More recently, there’s been a push for STEAM education — that is, with an A added for arts. As Anna Feldman wrote last year in Slate, including arts doesn’t mean focusing less on science, technology, engineering and math. “It’s about sparking students’ imagination and helping students innovate through hands-on STEM projects. And perhaps most importantly, it’s about applying creative thinking and design skills to these STEM projects so that students can imagine a variety of ways to use STEM skills into adulthood.”

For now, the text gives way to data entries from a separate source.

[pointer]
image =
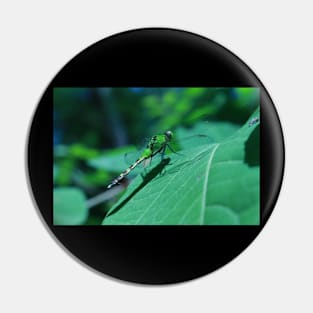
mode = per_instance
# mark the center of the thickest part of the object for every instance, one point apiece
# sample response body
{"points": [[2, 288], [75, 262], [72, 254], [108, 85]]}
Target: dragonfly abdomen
{"points": [[116, 180]]}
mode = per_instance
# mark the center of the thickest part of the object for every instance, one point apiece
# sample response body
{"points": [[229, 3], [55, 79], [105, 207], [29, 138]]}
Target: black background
{"points": [[150, 58]]}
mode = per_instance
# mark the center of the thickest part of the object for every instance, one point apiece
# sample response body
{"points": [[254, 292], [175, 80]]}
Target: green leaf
{"points": [[203, 133], [69, 206], [211, 184]]}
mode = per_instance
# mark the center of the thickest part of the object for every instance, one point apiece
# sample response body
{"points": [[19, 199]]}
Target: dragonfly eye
{"points": [[169, 134]]}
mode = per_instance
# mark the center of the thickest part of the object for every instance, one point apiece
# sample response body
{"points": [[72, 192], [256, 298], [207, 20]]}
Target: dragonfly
{"points": [[156, 145]]}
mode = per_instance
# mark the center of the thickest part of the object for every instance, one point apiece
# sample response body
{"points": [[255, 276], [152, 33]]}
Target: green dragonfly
{"points": [[156, 145]]}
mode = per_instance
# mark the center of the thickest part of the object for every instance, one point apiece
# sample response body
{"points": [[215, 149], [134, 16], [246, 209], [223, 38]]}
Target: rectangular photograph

And there’s no better time than now. To start with, women are not benefiting as much as they should be from what, by all accounts, is a time of growth in STEAM fields. A U.S. News & World Report study last year found that despite increasing job opportunities, “multi-million dollar efforts by both the public and the private sectors have failed to close gender and racial gaps in STEM.” According to Girls Who Code, a nonprofit that supports and connects young female engineers, the biggest dropoff for girls in computer science happens between ages 13 and 17. As American students have fallen behind other countries in STEM subjects and the country has lost its competitive edge, the National Math and Science Initiative has declared a “STEM crisis.” And really, it’s no wonder, when for far too long, by failing to fully open up these fields to everyone, we’ve also failed to fully tap into our collective talent and ingenuity.
But there are other compelling reasons for doubling down on our commitment to STEAM education. When more women are represented in these fields, our whole society reaps the benefits. It’s about helping girls and women reach their full potential, and in doing so, helping our country do the same.
What we can all do — and what so many women are already doing — is open up the conversation about all the pioneering women in STEAM, the incredible impact they’re having around the world, and the many opportunities that already exist.
Our collective relationship with technology is yet another reason that we need more women in STEAM fields. Our current definition of success — and the unhealthy dependence on technology and always-on mentality that fuel it — was largely created by men. And pioneering women in STEAM professions are uniquely positioned to lead the way to changing the way we work and live so that we can be healthier, smarter, less stressed and more fulfilled.
Including the arts in this conversation is especially important because at the moment we’re drowning in data but starved for vision and wisdom. And as leaders in STEAM, women have a special ability to bring about the changes our world so desperately needs by creating tools that help us tap into our own wisdom and live healthier, more fulfilling lives. The world needs women to not just climb the ladder of success — a misguided definition of success, after all — but to chart a new path to success that includes well-being, wisdom, wonder and giving. Women need to lead the way to change our culture of burnout — both for their sake and also for the sake of successful men who desperately need a new model of success. And the still-very-macho world of STEM is a great place to start.